WHO menyarankan untuk sering-sering cuci tangan dengan air dan sabun untuk mencegah tertular virus corona. Ironisnya, tidak semua orang bisa melakukannya. Bagi yang tinggal di daerah kumuh, air bersih adalah kemewahan.
Hal itulah yang dialami oleh keluarga wanita bernama Celestine Adhiambo ini. Calestine dan suami beserta 6 anaknya tinggal di daerah kumuh Mukuru di Nairobi.
Mereka tinggal di rumah yang sangat sederhana dengan satu kamar. Sedihnya, mereka juga kesulitan mendapat air bersih. Karena situasi tersebut, mereka pun tak bisa sering mencuci tangan.
"Tidak mungkin bagi kami untuk memisahkan satu anak dari yang lainnya jika terjadi infeksi. Kami tidak memiliki ruang. Tidak ada ruang di sini. Pemerintah harus membawa orang yang terinfeksi ke rumah sakit," ungkap Calestine, dilansir dari BBC.
Suami Calestine sendiri sehari-harinya berprofesi sebagai tukang kayu. Sebagian penghasilan sang suami harus dipakai untuk membeli 10 ember air.
Situasi sulit ini juga dialami oleh Shanthi Sasindranath di India. Dia dan keluaraganya juga kesulitan mendapat air bersih, sehingga tak bisa sering cuci tangan seperti yang dianjurkan WHO.
Untuk bertahan hidup, ia harus menempuh jarak 50 km untuk membeli air dari sumur pertanian. Karena itu, Shanthi dan keluarganya pun harus membatasi aktivitasnya.

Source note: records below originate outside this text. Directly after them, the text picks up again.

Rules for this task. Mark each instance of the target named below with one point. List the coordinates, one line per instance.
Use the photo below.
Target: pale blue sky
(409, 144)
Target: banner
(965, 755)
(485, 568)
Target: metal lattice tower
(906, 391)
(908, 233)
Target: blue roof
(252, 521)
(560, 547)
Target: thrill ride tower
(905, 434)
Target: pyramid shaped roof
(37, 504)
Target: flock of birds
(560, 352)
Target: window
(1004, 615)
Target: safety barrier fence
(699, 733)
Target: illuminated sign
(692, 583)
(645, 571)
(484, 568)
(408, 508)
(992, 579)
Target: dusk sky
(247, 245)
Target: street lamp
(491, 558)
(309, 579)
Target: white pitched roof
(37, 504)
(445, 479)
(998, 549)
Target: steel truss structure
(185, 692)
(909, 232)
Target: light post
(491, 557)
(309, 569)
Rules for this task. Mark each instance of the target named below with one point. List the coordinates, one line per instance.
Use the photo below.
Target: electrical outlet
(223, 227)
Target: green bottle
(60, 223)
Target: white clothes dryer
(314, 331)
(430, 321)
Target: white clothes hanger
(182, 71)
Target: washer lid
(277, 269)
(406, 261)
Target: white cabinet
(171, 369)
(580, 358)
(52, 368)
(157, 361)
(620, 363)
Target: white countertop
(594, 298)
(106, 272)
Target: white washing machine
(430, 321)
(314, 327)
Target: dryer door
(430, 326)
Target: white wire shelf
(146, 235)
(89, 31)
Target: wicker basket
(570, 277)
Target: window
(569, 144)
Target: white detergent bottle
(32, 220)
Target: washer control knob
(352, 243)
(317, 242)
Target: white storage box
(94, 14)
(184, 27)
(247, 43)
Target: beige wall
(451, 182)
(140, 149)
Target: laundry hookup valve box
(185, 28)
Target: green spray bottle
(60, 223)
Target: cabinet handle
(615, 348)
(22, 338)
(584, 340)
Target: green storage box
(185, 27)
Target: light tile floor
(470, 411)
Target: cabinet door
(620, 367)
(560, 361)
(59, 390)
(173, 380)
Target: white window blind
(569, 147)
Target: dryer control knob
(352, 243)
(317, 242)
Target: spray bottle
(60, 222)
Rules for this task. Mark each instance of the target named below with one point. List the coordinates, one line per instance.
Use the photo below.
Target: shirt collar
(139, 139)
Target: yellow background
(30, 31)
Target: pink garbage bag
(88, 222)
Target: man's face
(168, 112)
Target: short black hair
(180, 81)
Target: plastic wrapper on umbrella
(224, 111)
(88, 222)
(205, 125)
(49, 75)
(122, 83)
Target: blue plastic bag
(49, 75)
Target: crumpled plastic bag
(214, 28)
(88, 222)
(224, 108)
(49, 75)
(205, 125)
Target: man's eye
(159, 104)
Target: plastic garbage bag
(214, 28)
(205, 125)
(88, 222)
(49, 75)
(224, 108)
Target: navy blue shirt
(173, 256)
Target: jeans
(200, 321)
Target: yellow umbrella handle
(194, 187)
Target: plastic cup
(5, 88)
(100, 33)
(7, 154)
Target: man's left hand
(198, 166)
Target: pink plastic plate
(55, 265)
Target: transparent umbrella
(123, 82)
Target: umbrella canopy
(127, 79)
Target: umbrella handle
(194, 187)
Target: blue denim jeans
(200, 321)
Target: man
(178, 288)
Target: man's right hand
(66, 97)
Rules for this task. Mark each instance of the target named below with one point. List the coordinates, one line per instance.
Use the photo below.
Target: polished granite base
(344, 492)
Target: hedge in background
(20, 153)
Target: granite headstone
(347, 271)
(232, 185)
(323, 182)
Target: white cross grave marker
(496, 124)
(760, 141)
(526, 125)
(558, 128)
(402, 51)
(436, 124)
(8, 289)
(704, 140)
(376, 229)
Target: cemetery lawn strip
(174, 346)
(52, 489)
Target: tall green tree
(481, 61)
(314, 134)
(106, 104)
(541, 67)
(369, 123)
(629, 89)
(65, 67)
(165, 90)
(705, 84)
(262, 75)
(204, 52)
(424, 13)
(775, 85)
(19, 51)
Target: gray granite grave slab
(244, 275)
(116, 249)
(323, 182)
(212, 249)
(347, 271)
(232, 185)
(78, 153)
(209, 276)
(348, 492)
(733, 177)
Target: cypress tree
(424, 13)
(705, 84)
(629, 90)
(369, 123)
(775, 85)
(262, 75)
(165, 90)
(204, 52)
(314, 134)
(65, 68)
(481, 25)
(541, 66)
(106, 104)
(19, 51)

"Saya menyuruh anak-anak saya untuk mencuci tangan secara perlahan dan menyeluruh. Saya memberi tahu mereka bahwa mereka harus mencuci tangan setiap kali mereka kembali dari luar, meskipun mereka baru keluar selama lima menit. Sebagai sebuah keluarga, kita tidak bisa bepergian seperti seperti dulu," kata Shanthi.
Seorang dosen di University of Glasgow di Inggris, Dr Poppy Lamberton mengatakan, sudah seharusnya pemerintah mengambil langkah serius untuk menangani masalah ini.
"Beberapa pemerintah mungkin saja miskin, tetapi tidak seburuk dari setiap individu. Dalam kasus wabah, mereka harus mampu mengisolasi seluruh komunitas," kata Poppy.